Postcard Image

Postcard Image
As the Victorian era passed into the Edwardian and Roaring Twenties, a market developed for bisque and china bawdy novelties and figurines of women in revealing outfits. Although now most of these figurines seem more coy and cute than ribald and risque, in their time they symbolized the casting off of the perceived restraints of the Victorian era.

These little lovelies included bathing beauties, who came clad in swimsuits of real lace or in stylish painted beach wear, as well as mermaids, harem ladies, and nudies, who were meant to wear nothing more than an engaging smile. Also produced were flippers, innocent appearing figurines who reveal a bawdy secret when flipped over, and squirters, figurines that were meant to squirt water out of an appropriate orifice.

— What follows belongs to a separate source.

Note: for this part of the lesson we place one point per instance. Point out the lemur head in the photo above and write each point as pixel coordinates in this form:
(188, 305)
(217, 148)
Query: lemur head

Most were manufactured in Germany from the late 1800s through the 1930s, often showing remarkable artistry and imagination, with Japan entering the market during World War I.

Thursday, June 11, 2015

My Sweetheart's the Man in the Moon

My sweetheart’s the man in the moon.
I’m going to marry him soon.
‘Twould fill me with bliss just to give him one kiss.
But I know that a dozen I never would miss.
I’ll go up in a great big balloon
And see my sweetheart in the moon.
Then behind some dark cloud where no one is allowed
I’ll make love to the man in the moon.

James Thornton (1861 – 1938),  songwriter and vaudeville performer

This week is another moonstruck maiden and her moon man.  These star-struck sweethearts are pictured in my book Bawdy Bisques and Naughty Novelties: German Bathing Beauties and Their Risqué Kin. Underneath, these honeymooners are incised with the Schafer and Vater starburst mark and "1551." 

As you can see from this picture comparing them to the pair in my previous post, these are larger lunar lovers at 5.25 inches tall.   The bigger belle, in her excitement, has apparently dropped her rose, which lies abandoned on the base.  

This view shows the vases in the back, sculpted like swirling clouds.